1. A multiple-layered hat for storing a dispensable fluid therein comprising:

upper and lower layers of material innerconnected to form a fluid retaining cavity therebetween;

a discharge port formed in the surface of at least one of said layers;

at least one ventilation port formed in the surface of one of said layers to facilitate discharge of fluid through said discharge port directly into the mouth of a person using the hat without the need to remove the hat from the user's head; and

a thermal exchange unit disposed substantially within said cavity, said thermal exchange unit comprising a substance having a temperature different than that of the beverage, such that thermal energy is transferred between said substance and fluid within said cavity, said thermal exchange unit being shaped to a form retractably disposable within said cavity.

2. The hat as recited in claim 1 wherein said thermal exchange unit comprises a molded plastic container having a volume of chilled refrigerant therein.

3. The hat as recited in claim 1 wherein said upper and lower layers of material form opposing surfaces of a molded, integral body.

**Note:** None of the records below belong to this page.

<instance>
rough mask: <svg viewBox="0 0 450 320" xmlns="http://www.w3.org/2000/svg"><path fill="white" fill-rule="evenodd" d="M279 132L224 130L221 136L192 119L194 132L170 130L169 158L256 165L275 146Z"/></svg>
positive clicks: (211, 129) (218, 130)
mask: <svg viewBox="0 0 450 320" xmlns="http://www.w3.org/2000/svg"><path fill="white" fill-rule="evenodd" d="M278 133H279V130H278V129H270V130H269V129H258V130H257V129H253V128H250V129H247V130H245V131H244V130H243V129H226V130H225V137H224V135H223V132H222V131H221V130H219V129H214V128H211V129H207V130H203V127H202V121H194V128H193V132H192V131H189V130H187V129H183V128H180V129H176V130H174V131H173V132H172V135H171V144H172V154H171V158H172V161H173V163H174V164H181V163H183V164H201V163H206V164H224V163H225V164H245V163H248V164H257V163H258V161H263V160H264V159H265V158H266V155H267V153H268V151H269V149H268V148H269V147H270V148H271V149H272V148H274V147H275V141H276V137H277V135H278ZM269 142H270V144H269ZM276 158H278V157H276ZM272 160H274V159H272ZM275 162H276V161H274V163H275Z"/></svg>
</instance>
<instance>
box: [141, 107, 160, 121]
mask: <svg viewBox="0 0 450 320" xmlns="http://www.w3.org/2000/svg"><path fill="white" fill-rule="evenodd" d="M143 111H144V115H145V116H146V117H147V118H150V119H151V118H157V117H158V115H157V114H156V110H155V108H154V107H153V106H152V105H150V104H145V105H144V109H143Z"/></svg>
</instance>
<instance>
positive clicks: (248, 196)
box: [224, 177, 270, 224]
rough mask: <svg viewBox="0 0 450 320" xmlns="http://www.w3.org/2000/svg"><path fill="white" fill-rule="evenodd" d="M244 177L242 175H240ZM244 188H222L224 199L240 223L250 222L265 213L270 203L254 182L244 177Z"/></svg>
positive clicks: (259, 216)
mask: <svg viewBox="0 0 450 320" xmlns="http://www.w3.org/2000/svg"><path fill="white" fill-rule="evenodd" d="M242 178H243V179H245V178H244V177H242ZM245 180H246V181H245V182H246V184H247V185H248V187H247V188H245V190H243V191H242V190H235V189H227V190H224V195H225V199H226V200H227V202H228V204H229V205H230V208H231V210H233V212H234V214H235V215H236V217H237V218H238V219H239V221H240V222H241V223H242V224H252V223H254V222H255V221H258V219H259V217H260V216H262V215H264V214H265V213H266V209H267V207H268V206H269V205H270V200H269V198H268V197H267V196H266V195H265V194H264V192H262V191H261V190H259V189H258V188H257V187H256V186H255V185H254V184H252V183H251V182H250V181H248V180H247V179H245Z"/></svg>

4. The hat as recited in claim 1 wherein said thermal exchange unit comprises a sealed container having a volume of freezable refrigerant disposed therein, said container having an outer surface in contact with fluid within said cavity, said outer surface being formed of nontoxic material.

5. The hat as recited in claim 1 wherein said upper and lower layers are formed so as to define at least one fluid reservoir therebetween.

6. The hat as recited in claim 1 wherein said thermal exchange unit further comprises an upper surface portion disposed in substantially fluid tight engagement with an aperture formed in said upper layer of material.

7. The hat as recited in claim 1 wherein said thermal exchange unit comprises a casing having an open upper portion, said casing being adapted to receive a volume of chilled material therein, said chilled material being effective to cool the fluid within said cavity.

8. The hat as recited in claim 1 further including a length of tubing and a mouthpiece, said tubing having a first end in fluid communication with said discharge port, and a second end in fluid communication with said mouthpiece.

9. The hat as recited in claim 8, further including a valve formed in said mouthpiece, said valve being effective to regulate the flow of fluid from the fluid retaining cavity through the mouthpiece.